McConnell: Senate could look at assault weapons ban and background checks
WASHINGTON — Senate Majority Leader Mitch McConnell, under severe pressure from Democrats and a growing number of Republicans, suggested Thursday that the Senate could look at a ban on assault weapons and that there’s Senate support for a move to expand background checks to nearly all gun sales.
Speaking on WHAS 840 in Louisville, the Kentucky Republican said President Donald Trump called him Thursday morning and is “anxious to get an outcome and so am I.”
He said the two talked about various proposals that will be “front and center” in Senate discussions, including so-called red flag warning legislation that would keep guns from people deemed a threat by their friends and family members, as well as expanding background checks.
“There’s a lot of support for that,” McConnell said, referring to legislation championed by Sen. Pat Toomey, R-Pa., and Sen. Joe Manchin, D-W.Va., who are hoping to revive legislation that would extend background checks for nearly all gun sales. A similar effort died in the Senate in 2013.
“The urgency of this is not lost on any of us,” McConnell said.
But he noted the bar for legislation includes passing the House, garnering 60 votes in the Senate and a presidential signature.
He did not rule out looking at a ban on assault weapons, but noted there is a dispute over whether the 1994 ban that expired in 2004 had showed results.
“It’s certainly one of the front and center issues,” he said. “But what we can’t do is fail to pass something. What I want to see here is an outcome, not a bunch of partisan back and forths, shots across the bow.”
McConnell has been pilloried by Democrats and gun control advocacy groups for refusing to schedule a Senate vote for a House measure to expand background checks. Congress is in recess until Sept. 9.
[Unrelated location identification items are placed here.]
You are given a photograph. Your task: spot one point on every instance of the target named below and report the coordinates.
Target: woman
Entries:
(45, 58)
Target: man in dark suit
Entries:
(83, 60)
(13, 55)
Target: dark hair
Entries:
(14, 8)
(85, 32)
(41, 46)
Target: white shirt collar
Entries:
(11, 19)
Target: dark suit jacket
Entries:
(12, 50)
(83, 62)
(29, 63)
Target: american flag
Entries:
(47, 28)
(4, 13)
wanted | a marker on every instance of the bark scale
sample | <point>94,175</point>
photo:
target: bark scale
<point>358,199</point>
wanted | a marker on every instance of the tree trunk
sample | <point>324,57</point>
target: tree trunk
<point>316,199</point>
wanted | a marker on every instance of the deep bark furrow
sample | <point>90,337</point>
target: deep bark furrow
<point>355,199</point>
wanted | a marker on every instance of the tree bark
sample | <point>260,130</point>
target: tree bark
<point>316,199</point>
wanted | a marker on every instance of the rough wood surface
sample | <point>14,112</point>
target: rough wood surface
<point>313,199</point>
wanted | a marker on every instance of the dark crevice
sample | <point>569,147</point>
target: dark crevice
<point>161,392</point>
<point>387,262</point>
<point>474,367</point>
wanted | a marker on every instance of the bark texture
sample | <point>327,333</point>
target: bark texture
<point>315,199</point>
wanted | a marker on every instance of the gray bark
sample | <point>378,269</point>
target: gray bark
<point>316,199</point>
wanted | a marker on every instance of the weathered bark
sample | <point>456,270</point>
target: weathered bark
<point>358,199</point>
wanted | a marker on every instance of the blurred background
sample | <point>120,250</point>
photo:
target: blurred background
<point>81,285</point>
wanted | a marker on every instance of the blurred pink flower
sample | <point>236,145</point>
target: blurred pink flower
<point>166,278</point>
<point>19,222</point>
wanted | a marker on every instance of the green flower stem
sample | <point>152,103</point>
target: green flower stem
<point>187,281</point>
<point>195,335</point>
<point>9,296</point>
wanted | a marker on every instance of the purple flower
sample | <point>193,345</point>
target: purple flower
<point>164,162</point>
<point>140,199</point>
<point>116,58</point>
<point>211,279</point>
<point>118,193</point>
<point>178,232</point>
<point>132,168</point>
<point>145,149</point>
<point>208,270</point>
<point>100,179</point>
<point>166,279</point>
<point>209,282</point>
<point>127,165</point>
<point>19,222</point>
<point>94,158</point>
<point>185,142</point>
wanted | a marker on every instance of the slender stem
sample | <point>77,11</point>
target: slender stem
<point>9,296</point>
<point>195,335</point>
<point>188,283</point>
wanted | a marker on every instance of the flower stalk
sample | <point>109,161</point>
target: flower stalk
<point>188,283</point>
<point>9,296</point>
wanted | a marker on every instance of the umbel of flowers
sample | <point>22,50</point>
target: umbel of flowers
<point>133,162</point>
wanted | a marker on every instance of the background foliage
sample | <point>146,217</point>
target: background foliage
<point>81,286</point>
McConnell said Thursday “the key to this is making a law, not a point.” He said he hoped to have discussions between members of the two political parties in the next few weeks before the Senate returns to Washington.
The House in February passed two gun control measures, including one to expand background checks by requiring them for nearly all private sales, including gun shows and online transactions.
McConnell dismissed the idea of calling the Senate back immediately to pass the House legislation, saying “we’d just have people scoring political points and nothing would happen. There has to be a bipartisan discussion here of what we can agree on.”
House Speaker Nancy Pelosi on Thursday wrote to Trump asking him to call the Senate back into session immediately to bring up the House-passed gun legislation.
The legislation’s sponsor, Rep. Mike Thompson, D-Santa Rosa, who chairs the House Gun Violence Prevention Task Force, and 213 House Democrats, including Kentucky’s sole Democrat, Rep. John Yarmuth, have sought to pressure McConnell, urging him in a letter to call the Senate back from recess and pass the House legislation.